Remarques psycho-physiologiques, par E. Littré. Il y a, dans ce dernier travail, quelques faits que nous croyons devoir reproduire au moins sommairement.

I. Un médecin de province, âgé de 74 ans, qui s’était livré pendant sa jeunesse à l’étude de la peinture et de la musique vocale, vit reparaître des mélodies et des chants qu’il ne se rappelait point. « Il y a un an à peine, dans une de ses promenades solitaires sous les charmilles de son jardin, tout à coup il entend murmurer dans une de ses oreilles d’abord, bientôt dans les deux, comme à la sourdine, des sons vagues qui ne tardent pas à se transformer en quelques-uns de ces anciens airs que tout à l’heure il croyait ne plus connaître. Après quelques minutes d’attention curieuse, il essaya d’imposer silence à cet orchestre gratuit et devenu fatigant par sa répétition continue. Effort inutile !… Pendant de longs mois ces scènes se reproduisirent plusieurs fois par jour… »

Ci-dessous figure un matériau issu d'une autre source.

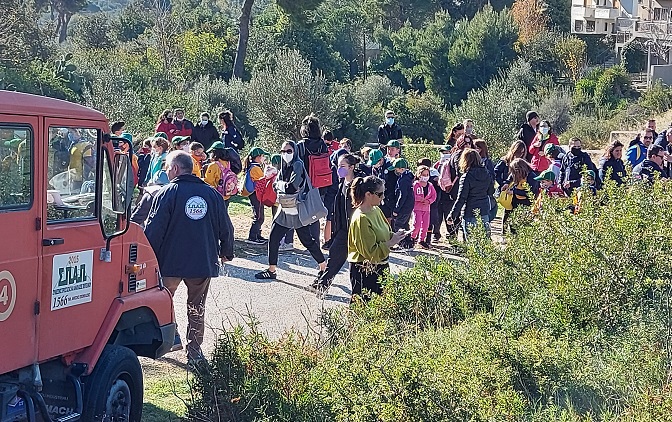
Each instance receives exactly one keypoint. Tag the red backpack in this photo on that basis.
(265, 192)
(228, 183)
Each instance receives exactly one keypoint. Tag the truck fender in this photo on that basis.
(125, 313)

Le mal ne s’arrêta pas là, et la même force qui avait pris possession des organes acoustiques ne tarda pas à s’emparer de l’appareil de la phonation ; si bien que, sans la participation du patient et en dépit de sa résistance, sa voix se mit à répéter, à murmurer d’un ton bas les sons, les airs tout à l’heure concentrés dans ses oreilles. Puis venaient des variations, des changements subits et inexplicables du rhythme, des motifs sympathiques ou antipathiques au sujet de la rêverie ou de la conversation qui l’occupait L’envahissement fut complet, et le chant involontaire fut présent au lever comme au coucher, aux repas comme aux promenades. »

Quelle que soit l’interprétation physiologique de ce fait, les détails suivants, fournis par le patient lui-même, complètent l’observation en laissant entrevoir une explication possible. « Quant à moi, écrit-il à M. Littré, j’éprouve un affaiblissement général manifesté dans la station debout ou la marche, et dans la liberté d’action des membres supérieurs. Puis vient simultanément la perte graduelle des mots et des choses. Ce qui complète ce tableau de décroissance, c’est l’impossibilité d’une application quelque peu soutenue, à peine de trouble des idées, de fatigue et de douleur de tête »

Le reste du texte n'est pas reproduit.